One of the most active areas of minimal surface research concerns embedded triply periodic minimal surfaces. They are periodic with respect to a 3-dimensional lattice of translations, and roughly classified by the genus of the quotient surface. The simplest case is that of genus 3, and even that is far from being understood. The earliest set of examples is due to Hermann Amandus Schwarz, and he already understood well that they come in parameter families. Below you can see the P surface, the D-surface, and members of the H and CLP-families.

So, how many are there? A casual parameter count tells that if such a surface is reasonably generic, it should come in a smooth 5-parameter family, not counting rotations, translations, and scalings. Five is a fairly large number. The space of possible lattices is also 5-dimensional, and in the best of all possible worlds, there would be precisely one surface in every lattice. Unfortunately, it is not even true that small surface deformations are in 1:1 correspondence to small lattice deformations, and things are dramatically more complicated.

Alan Schoen added to the Schwarz examples the Gyroid (left) a member of the associate family of the P surface, and Sven Lidin the Lidinoid (right), an associate member of the associate family of a particular H surface.

Key in their construction was an understanding of the Gauss map: This is a map of degree 2 to the sphere, branched over 8 points. Schwarz had already realized their significance; above is a reproduction of Plate VI from his 1871 monograph. Figures 43 and 44 show the branched values of the oP and tP deformations of the P surface, figure 45 of the CLP surfaces, figure 46 represents a special case of the rPD family, and figure 47 the H family.
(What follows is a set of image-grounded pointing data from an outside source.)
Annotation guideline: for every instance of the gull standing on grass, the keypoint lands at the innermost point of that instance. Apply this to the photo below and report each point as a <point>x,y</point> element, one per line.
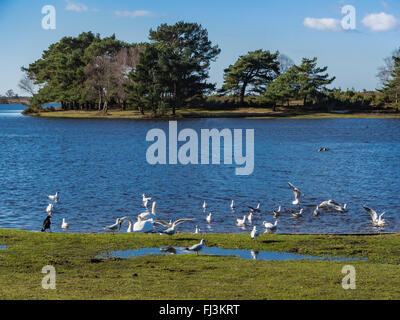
<point>269,227</point>
<point>197,247</point>
<point>377,221</point>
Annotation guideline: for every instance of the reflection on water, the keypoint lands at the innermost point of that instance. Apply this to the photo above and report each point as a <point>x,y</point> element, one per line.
<point>215,251</point>
<point>100,168</point>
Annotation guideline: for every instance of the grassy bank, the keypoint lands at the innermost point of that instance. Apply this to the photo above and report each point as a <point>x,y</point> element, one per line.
<point>264,113</point>
<point>82,276</point>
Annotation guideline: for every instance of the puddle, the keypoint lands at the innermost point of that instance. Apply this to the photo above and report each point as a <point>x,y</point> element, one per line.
<point>215,251</point>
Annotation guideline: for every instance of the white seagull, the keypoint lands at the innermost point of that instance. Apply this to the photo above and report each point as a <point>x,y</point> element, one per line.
<point>377,221</point>
<point>149,216</point>
<point>145,200</point>
<point>254,233</point>
<point>171,228</point>
<point>115,227</point>
<point>269,227</point>
<point>297,194</point>
<point>54,198</point>
<point>197,247</point>
<point>64,225</point>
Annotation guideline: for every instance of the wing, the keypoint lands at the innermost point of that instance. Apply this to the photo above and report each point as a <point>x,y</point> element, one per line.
<point>163,223</point>
<point>371,212</point>
<point>181,221</point>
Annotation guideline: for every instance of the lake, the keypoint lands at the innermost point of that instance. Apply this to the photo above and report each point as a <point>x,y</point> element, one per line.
<point>100,169</point>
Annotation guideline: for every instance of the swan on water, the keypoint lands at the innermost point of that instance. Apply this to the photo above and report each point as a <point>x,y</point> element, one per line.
<point>55,197</point>
<point>64,225</point>
<point>171,228</point>
<point>254,233</point>
<point>149,216</point>
<point>297,194</point>
<point>115,227</point>
<point>241,222</point>
<point>377,221</point>
<point>197,247</point>
<point>269,227</point>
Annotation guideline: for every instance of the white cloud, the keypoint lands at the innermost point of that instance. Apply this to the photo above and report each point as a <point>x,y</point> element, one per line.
<point>134,14</point>
<point>78,7</point>
<point>380,21</point>
<point>323,24</point>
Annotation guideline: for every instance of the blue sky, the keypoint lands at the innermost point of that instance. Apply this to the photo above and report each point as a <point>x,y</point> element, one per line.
<point>296,28</point>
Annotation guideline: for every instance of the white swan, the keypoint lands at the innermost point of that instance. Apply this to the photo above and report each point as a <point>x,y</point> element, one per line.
<point>377,221</point>
<point>241,222</point>
<point>115,227</point>
<point>64,225</point>
<point>197,247</point>
<point>254,233</point>
<point>54,198</point>
<point>149,216</point>
<point>297,194</point>
<point>171,228</point>
<point>269,227</point>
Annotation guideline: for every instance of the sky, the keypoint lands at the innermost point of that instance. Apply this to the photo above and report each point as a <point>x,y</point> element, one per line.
<point>310,28</point>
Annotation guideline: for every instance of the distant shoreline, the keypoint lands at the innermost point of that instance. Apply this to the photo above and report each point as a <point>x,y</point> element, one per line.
<point>244,113</point>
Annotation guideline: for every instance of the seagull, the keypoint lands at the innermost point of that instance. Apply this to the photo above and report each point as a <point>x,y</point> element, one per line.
<point>145,200</point>
<point>297,194</point>
<point>254,233</point>
<point>171,228</point>
<point>277,213</point>
<point>241,222</point>
<point>270,228</point>
<point>298,214</point>
<point>54,198</point>
<point>250,218</point>
<point>64,225</point>
<point>256,209</point>
<point>205,206</point>
<point>46,224</point>
<point>197,247</point>
<point>149,216</point>
<point>114,227</point>
<point>377,221</point>
<point>49,208</point>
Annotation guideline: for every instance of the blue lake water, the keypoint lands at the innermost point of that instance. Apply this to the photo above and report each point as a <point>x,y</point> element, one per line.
<point>100,168</point>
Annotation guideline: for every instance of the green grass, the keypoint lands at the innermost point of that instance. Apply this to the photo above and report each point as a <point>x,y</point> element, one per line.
<point>265,113</point>
<point>81,276</point>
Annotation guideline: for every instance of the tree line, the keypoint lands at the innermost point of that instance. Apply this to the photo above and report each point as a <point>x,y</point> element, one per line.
<point>171,71</point>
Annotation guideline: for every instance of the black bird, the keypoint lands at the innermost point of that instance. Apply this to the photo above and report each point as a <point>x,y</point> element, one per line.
<point>46,224</point>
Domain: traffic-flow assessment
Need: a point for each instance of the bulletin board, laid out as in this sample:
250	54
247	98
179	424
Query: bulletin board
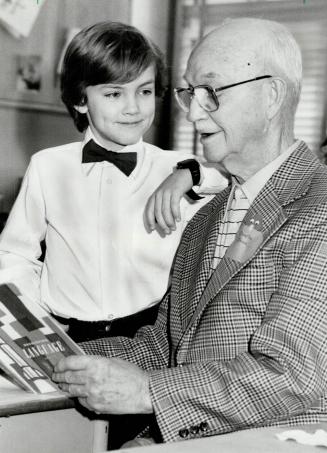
29	76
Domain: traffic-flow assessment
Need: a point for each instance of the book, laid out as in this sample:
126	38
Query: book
31	342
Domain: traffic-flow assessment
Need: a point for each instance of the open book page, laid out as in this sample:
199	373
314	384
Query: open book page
31	342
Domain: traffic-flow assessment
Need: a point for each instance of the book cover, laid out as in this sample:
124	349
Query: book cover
31	342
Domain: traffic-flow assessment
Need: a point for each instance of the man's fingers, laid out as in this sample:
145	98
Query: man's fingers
69	377
74	389
73	362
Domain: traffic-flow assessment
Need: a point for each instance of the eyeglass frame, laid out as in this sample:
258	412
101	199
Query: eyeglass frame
213	91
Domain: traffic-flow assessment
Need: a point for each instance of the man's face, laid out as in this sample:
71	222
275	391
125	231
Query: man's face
234	134
119	114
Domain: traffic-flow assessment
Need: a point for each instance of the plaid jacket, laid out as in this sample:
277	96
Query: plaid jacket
247	348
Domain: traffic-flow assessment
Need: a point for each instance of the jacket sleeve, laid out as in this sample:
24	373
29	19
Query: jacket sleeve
280	374
20	240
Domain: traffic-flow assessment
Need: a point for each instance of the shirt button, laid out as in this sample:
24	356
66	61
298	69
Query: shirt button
204	426
194	429
183	433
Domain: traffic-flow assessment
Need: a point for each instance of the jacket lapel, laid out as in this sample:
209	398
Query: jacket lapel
272	206
199	252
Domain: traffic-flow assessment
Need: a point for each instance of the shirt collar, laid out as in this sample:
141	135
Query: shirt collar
252	186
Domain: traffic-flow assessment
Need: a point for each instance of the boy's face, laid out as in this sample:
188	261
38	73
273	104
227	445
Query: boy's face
119	114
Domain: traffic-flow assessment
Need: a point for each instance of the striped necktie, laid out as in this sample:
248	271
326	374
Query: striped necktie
237	207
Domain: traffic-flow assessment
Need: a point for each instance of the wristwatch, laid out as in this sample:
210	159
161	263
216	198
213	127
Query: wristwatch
194	167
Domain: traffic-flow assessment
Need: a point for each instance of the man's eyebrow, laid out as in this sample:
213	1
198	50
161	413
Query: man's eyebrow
211	75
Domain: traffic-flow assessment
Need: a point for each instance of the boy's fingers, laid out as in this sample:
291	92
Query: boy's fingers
175	204
167	212
158	213
149	213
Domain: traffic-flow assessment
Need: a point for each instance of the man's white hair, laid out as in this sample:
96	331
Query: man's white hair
281	57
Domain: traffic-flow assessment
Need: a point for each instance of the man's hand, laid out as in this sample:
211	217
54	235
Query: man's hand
163	207
105	385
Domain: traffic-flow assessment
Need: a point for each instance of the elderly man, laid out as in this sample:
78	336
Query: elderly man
241	337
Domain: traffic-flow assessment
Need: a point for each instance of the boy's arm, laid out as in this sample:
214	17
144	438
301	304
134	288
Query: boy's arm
20	240
163	207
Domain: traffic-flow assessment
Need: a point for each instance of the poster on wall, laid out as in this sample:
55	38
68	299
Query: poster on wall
18	16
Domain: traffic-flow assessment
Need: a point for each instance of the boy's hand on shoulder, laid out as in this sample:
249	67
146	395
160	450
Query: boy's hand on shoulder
163	207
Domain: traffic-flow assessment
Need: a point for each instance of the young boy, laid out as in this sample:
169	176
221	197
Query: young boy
103	272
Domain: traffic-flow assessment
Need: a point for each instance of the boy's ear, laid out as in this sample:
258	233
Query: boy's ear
81	108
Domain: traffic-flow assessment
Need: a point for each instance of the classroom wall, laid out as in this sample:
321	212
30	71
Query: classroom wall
24	131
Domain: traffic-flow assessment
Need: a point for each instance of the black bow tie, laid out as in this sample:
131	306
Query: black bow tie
92	152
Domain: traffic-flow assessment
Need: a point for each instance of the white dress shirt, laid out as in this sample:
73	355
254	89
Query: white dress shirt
240	200
101	262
Bill Meeks realized in 1970 that for *any* choice of 8 branched values of the sphere that is antipodally symmetric, there are two (conjugate) embedded triply periodic minimal surfaces with these branched values. This *Meeks-family* covers all then known examples, except for the H-surfaces, the Gyroid, and the Lidinoid.
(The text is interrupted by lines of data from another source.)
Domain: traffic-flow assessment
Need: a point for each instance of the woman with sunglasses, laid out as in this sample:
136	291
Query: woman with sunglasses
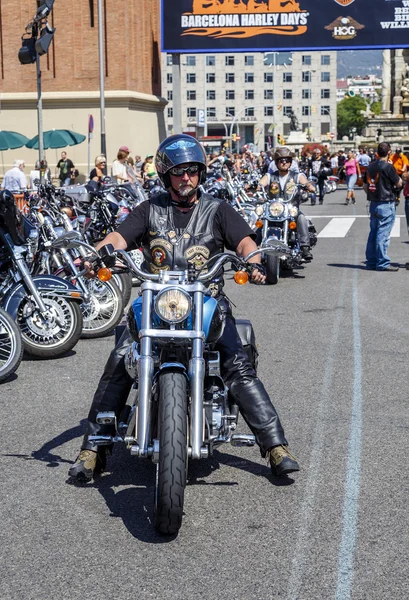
182	229
97	174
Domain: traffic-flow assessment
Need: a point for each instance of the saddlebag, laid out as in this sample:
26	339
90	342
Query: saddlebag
248	339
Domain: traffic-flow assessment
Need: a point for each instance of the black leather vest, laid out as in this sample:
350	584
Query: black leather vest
167	248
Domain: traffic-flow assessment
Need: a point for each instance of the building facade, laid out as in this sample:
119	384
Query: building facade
253	94
70	76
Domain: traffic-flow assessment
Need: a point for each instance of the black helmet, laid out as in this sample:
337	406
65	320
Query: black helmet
282	152
10	216
177	150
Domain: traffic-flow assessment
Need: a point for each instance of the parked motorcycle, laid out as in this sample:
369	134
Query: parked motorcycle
182	408
11	346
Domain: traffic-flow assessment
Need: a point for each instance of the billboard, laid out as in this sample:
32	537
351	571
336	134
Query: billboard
263	25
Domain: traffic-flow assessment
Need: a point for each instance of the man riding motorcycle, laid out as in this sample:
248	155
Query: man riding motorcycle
282	182
180	229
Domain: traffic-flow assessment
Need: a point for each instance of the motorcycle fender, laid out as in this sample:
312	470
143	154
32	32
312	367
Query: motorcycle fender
44	283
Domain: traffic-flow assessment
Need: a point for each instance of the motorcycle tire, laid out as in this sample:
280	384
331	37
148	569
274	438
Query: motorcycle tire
40	343
104	311
171	470
11	346
124	282
272	269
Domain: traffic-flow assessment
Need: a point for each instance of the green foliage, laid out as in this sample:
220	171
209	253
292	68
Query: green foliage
349	115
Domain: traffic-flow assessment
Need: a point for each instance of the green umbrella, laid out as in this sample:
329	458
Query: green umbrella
57	138
10	140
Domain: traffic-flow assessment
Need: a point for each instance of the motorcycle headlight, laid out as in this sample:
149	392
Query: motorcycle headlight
173	305
276	209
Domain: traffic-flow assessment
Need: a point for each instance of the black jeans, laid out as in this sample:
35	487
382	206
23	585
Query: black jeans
238	374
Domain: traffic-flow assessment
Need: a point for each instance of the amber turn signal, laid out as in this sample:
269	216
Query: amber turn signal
104	274
241	277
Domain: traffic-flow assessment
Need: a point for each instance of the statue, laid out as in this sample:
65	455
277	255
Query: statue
294	123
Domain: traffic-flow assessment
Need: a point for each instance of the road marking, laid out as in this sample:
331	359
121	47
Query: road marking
307	513
337	227
353	476
396	228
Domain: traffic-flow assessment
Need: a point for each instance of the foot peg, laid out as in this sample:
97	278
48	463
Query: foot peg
107	418
239	439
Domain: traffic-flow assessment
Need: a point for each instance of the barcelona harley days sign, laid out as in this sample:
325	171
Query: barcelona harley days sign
242	25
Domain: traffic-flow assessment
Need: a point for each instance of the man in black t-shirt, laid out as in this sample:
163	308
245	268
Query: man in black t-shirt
181	229
380	184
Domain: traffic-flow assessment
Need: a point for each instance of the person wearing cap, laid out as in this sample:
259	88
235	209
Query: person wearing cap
14	179
118	169
148	170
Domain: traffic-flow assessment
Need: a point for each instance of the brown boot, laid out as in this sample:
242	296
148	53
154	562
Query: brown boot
282	461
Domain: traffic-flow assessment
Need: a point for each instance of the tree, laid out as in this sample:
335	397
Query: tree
349	115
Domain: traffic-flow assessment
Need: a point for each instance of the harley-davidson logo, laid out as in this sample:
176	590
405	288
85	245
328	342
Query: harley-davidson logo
344	28
344	2
244	18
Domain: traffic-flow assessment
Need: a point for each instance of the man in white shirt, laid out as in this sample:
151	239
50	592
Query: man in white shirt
14	179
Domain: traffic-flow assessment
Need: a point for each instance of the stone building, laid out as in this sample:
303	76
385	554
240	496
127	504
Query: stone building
70	76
Since then, progress has been made in small steps. Above are two new Non-Meeks surfaces (called oΔ and oH) due to Hao Chen and myself that can be deformed into different Meeks surfaces. It is not clear at this point whether they are related. Hao Chen has also recently proven that the Lidinoid and Gyroid belong to a 1-parameter family. I am sure this year will see more progress.

Here are two immediate questions that I would love to have an answer for:

- For what triply periodic minimal surfaces are there embedded surfaces in the associate family that are not conjugates? For genus 3, the only examples so far are the Lidinoid and the Gyroid.
- We know that the H-surfaces belong to a 5-dimensional family (work of Martin Traizet) that intersects the Meeks family (work of Hao Chen and Matthias Weber). Are the Gyroid/Lidinoid part of this family, or do they belong to a third, separate family?